A esta altura do campeonato, falar de Pulp Fiction é chegar atrasado na festa, quando já comeram os brigadeiros. Tarantino teceu uma fascinante homenagem a literatura Pulp, criou um filme cult, inaugurou um estilo próprio e pop. Agradou q a quase todos Gregos e Troianos, ganhou da Palma de Ouro a um público cativo. Tudo isso com essa violência sanguinária, com a forte influência do Exploitation, e com essa pega tarantinesca de humor e fascínio. São inúmeras cenas inesquecíveis, que mereceriam ser detalhadas, revistas. o diálogo pré-assalto de Tim Roth, os dois gangsteres com paletós ensanguentados, os acontecimentos na loja de som, toda as sequencias com Harvey Keitel.

O sangue e a violência estão por toda a parte, a narrativa, com cronologia bagunçada é somente mais uma peça chave desse quebra-cabeças. Referências espalhada por todos os frames (espada, moto, twist), é a maneira como Tarantino orquestra tudo que gera o fascínio. Violência romântica, quase deliramos com um apertar de gatilho, o sangue jorrando, o humor sarcástico dos assassinos. Num filme sem mocinhos, os bandidos ficam mais fascinantes. Pulp Fiction é puro deleite, e delírio, cinéfilo.

Dangerous Liaisons (1988 – EUA) 

É um super jogo de sedução e conquista, inveja, interesse, e por que não vingança, em meio a nobre corte francesa do Século XVIII. Não há limites, apenas objetivos, e quanto maior o desafio, mais prazer ao vencedor. No centro temos um conquistador, Visconde de Valmont (John Malkovich), que prima por sua fama, sem pudor ou arrependimento, e vive como se seu coração jamais pudesse ser conquistado. E a invejosa Marquesa de Merteuil (Glenn Close) que não quer permite que o ex, case-se, com uma jovem virgem (Uma Thurman). É proposta uma troca, seduzir r a dozela primeiro, pela influências que façam o Visconde conquistar o coração de uma esposa fiel e devotada, Madame de Tourvel (Michelle Pfeiffer).

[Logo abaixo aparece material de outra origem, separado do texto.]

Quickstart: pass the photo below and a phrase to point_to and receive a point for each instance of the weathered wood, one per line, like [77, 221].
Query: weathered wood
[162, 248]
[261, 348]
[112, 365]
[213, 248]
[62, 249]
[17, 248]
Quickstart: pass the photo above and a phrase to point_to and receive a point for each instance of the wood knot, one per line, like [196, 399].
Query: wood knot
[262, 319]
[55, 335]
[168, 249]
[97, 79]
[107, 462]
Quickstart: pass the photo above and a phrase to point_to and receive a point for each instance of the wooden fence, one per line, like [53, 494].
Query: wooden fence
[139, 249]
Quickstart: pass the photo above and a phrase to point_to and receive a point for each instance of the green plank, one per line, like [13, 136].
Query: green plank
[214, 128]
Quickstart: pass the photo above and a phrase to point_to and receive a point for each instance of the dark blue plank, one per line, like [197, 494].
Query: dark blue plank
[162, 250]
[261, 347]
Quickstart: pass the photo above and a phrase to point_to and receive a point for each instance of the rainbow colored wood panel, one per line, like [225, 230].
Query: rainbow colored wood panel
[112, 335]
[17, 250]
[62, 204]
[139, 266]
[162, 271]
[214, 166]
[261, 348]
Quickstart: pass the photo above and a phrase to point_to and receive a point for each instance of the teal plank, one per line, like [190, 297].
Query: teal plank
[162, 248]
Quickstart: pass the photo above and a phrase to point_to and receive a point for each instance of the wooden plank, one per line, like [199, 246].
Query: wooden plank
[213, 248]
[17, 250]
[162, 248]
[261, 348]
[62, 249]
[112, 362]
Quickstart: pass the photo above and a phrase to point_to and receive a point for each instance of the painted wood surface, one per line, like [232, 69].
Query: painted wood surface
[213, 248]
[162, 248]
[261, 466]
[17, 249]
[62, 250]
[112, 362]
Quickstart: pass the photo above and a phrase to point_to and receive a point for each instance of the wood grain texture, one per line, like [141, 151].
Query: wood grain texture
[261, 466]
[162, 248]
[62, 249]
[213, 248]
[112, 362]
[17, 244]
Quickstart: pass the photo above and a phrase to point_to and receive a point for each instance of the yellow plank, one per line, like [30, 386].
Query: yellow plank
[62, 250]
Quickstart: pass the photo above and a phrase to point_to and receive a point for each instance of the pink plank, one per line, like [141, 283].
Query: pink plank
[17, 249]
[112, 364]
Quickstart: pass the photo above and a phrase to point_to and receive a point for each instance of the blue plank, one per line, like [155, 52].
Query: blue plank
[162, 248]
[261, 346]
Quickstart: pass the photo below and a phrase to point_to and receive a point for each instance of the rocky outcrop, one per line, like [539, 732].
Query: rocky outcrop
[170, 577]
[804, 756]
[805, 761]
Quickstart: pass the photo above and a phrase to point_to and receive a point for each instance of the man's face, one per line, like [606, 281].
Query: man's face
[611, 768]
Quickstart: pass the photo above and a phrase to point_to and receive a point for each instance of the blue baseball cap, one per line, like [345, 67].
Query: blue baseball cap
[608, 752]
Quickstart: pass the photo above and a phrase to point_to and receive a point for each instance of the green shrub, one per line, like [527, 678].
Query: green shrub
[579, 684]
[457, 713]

Que delicioso jogo de sedução dirigido por Stephen Frears, no auge de sua carreira e sua estreia em Holywood, sendo agraciado com 3 Oscars. Interpretações envolventes, jogo de palavras para conquista de corpo e alma, e novos personagens, e amores, que ajudam para bagunçar, ainda mais, essa rede de intrigas de época. Baseado no romance epistolar do francês, Pierre Choderlos de Laclos. O cinema como combustível para vaidade.